The 2015 Finnish entry, “Aina mun pitää” by punk band Pertti Kurikan Nimipäivät, has divided Eurovision fans. Some aren’t feeling the band’s punk rock style, but it does have plenty of admirers (and not just the bookies). Many musicians have been inspired to record their own versions of the song. And if you think “Aina mun pitää” is weird, just wait till you hear the covers…
1. The acoustic version
Let’s ease into this and start with something pleasant. The video looks like someone dropped their phone on the floor, but it’s captured a gentle, folky version of “Aina mun pitää” by Finnish musician Tapani Kangas.
2. The lounge bar version
Twangy guitar and bursts of organ give this version by LautaJaska a laidback feeling, the sort of thing you’d expect to hear an ageing Elvis impersonator singing in a smoky lounge bar.
3. The American version
Detroit rock band The Seatbelts take inspiration from their Finnish brethren and perform a spirited cover of the song in English.
4. The electro twist version
This version by Neurobashing is has driving, industrial beats, taking “Aina mun pitää” into dark, spooky places.
5. The ukulele version
Finnish ukulele band UkEt made this version that mixes dinky ukuleles with the same growly PKN vocal attitude. They even manage to make their version shorter than the original, shaving four seconds off PKN’s 1:24.

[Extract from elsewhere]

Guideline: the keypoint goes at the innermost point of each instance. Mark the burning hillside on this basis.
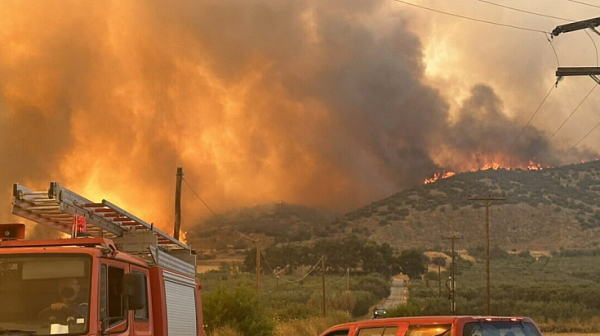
(493, 166)
(308, 102)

6. The badly translated French version
Les Grands Buveurs Au Tonnelet claim to have created their French lyrics by putting PKN’s own English version into Google Translate. The result is the perfect soundtrack for a drunken afternoon in a French cafe.
7. The synth pop version
The Berlin-based electro maestro Surf Dancer turns “Aina mun pitää” into a highly danceable ’80s style synthpop track clocking in at an epic 3:23.
8. The busker version
Legendary British busker Danny McEvoy has been recording covers of this year’s entries and he gives an enthusiastic rendition of “Aina mun pitää”, even singing the Finnish lyrics.
9. The black metal version
Of course a song from Finland is going to spawn a black metal cover. Here’s Lucifer Valonkantajan Tuomiopäivä rocking out in a cosy suburban living room. The video features a cute cat.
What do you think of these covers? Would any of them do a better job for Finland in Vienna? Or does it make you appreciate PKN’s original version more?